The art of storing and unveiling

The way an object is stored can magnify its beauty and enhance expectation

The big reveal: ‘Seated Nymph’, 1750-60, by Étienne Maurice Falconet in its 19th-century Chenue box. Credit: Waddesdon Image Library, Mike Fear 
issue 24 April 2021

‘Put beauty first and what you get will be used forever,’ said Roger Scruton in his BBC documentary Why Beauty Matters. The philosopher’s neat elision of beauty and utility is perfectly embodied by Étienne Maurice Falconet’s nymph, who is to be the star of a forthcoming lecture by Waddesdon Manor curator Juliet Carey. This small marble figure would be far less remarkable were it not for the elegance of the 19th-century wooden box in which she is housed.
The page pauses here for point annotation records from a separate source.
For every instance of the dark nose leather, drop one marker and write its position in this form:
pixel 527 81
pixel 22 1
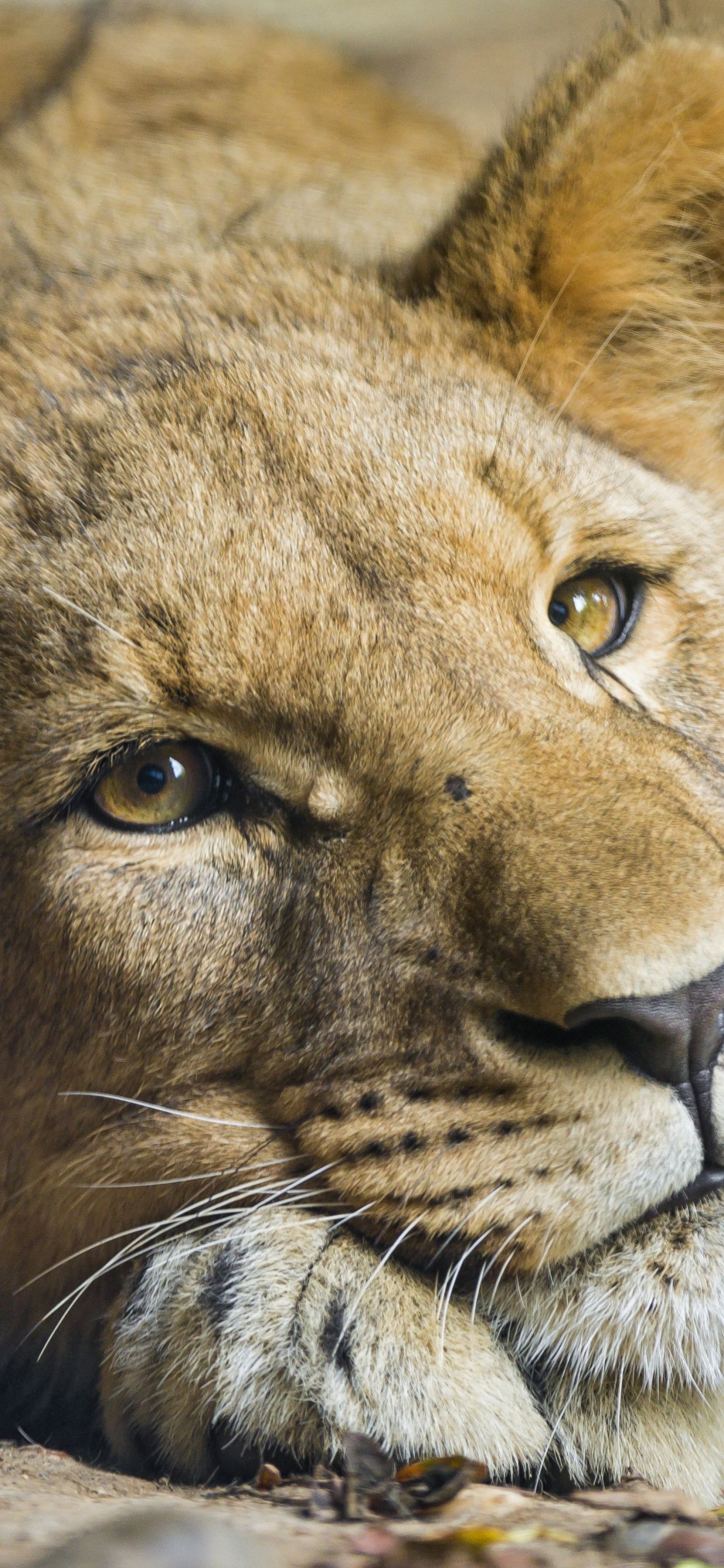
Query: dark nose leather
pixel 674 1038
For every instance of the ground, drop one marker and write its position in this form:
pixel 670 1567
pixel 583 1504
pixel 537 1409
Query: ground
pixel 472 60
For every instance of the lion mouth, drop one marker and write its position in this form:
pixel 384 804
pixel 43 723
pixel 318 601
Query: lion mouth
pixel 711 1180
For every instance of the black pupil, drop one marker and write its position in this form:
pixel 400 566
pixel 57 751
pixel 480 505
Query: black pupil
pixel 558 612
pixel 151 778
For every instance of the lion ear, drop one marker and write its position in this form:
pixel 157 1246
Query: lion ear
pixel 591 250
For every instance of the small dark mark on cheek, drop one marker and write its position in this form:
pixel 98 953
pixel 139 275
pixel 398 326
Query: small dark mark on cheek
pixel 369 1101
pixel 458 788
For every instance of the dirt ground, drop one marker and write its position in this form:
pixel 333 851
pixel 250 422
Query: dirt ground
pixel 62 1514
pixel 472 60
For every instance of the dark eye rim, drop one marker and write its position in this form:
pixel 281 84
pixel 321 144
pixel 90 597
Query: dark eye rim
pixel 629 587
pixel 220 789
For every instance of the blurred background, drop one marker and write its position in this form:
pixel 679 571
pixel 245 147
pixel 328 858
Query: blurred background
pixel 472 60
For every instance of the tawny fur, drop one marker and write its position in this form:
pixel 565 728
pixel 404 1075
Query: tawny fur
pixel 292 464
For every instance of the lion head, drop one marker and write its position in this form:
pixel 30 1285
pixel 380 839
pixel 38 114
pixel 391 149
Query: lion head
pixel 363 646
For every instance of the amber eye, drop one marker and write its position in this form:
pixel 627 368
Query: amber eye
pixel 160 788
pixel 598 610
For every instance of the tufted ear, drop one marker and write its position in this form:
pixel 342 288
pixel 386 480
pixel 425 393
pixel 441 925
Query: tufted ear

Exquisite, flesh-like pillows of chamois fill the space around the nymph’s form: the box and the sculpture seem at one, as though locked in a dance.

The nymph has been stored this way since the 19th century when Edmond de Rothschild commissioned a set of boxes for his collection from Chenue. The French fine-art storage specialist has been perfecting its craft ever since it transported valuable items on behalf of the noblesse in Marie Antoinette’s Paris.